Moving three thousand miles away to attend law school is a very interesting experiment in growth and coping skills. Prior to law school I lived within the same 5 mile radius my entire life, and for most of that time a significant amount of my closest family members also resided within a 5 or 10 minute distance from me. Due to this closeness, I grew up with a richness of familial experiences that shaped the way in which I view and interact with the world. No doubt, I believed that I was strong, independent and all of those other adjectives that people who known of those things use to describe themselves, but my move to Boston definitely proved that, even though I had the ability to possess those characteristics, I had not yet arrived in terms of my full adult development.

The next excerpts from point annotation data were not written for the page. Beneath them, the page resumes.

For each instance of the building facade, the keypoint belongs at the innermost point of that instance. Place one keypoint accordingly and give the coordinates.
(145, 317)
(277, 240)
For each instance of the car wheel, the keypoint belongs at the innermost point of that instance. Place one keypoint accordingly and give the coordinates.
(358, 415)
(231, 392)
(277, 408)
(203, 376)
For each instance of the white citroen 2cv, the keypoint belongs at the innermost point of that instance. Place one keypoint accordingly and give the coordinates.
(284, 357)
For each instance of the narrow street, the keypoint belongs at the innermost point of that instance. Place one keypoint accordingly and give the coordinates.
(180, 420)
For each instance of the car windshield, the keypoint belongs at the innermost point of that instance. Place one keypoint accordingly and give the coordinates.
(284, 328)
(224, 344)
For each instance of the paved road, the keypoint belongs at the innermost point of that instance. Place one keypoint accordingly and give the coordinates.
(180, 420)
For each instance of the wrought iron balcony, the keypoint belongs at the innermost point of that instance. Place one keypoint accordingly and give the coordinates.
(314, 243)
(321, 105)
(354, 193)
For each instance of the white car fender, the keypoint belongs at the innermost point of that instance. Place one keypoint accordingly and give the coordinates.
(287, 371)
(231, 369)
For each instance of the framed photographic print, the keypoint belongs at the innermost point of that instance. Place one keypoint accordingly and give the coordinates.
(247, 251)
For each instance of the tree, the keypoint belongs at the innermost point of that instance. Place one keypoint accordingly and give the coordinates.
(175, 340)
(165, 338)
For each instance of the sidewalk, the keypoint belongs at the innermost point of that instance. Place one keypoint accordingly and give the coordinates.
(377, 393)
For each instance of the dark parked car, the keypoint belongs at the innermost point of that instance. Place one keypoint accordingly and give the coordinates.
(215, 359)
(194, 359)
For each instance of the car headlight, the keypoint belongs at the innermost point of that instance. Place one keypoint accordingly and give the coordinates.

This became abundantly clear as I found myself missing all the things about home that prior to my leaving I thought I was incapable of missing, like family spats, the feeling of too much family responsibility, etc.
The interesting thing about law school is that there are many people who are also far away from home, and because of this, family begins to take on a whole other meaning. You don’t quite realize the transition as it is happening, but you know it once it is complete.
My experience moving away from home made me appreciate the family members I left there all the more. All the things that I took for granted, the insane phone calls from family members requesting me to do things, the fights, the long durations of silence, all of those things began to take on a new significance. So much so that I almost couldn’t wait to get into some nonsense argument with a relative just to have some feeling similar to what I experienced before I left. Friends I left, not those in name but the real ones, also became much more than just friends but extended family members without whose support, conversations, and consistent messaging about my not missing anything worthwhile by leaving, I’m not sure I would have made it through.
However, other things changed as well. People in school became family as well. Financial and travel restrictions beget Thanksgiving and winter break traditions. Seminal events like presidential debates, elections nights, birthdays, celebrations of indications of law school success all became reasons to celebrate and commune over food and favorite beverage choices of lawyers. Anxiety, angst, disappointment, trials and tribulations all became reasons for much needed triage, group intervention, and (you guessed it) favorite beverage choices of lawyers.
Relationships with strangers became beacons of strength and symbols of endurance and people’s absence, either voluntarily or due to things beyond their control, took an actual toll on the fragile ecology of law school clique-i-ness. So much so, that externships and semester-in-practices could seemingly transform whole group dynamics, even if we pretend they don’t. Planned and staged reunions become the focus of entire weeks instead of focusing on the legal homework of the day, and thoughts of graduation and separation, while exciting, add a new level of fear and anxiety over the proposition of ending what has just started and revisiting the feelings of leaving home, even if it is not truly home that you are leaving.
All in all though, it is not really leaving. It is simply moving forward in an effort to grow and develop as it was the first time, and with a little luck, traditions will be revisited, or fights will be had that will bring us right back to where it all began.
After all we are family, are we not?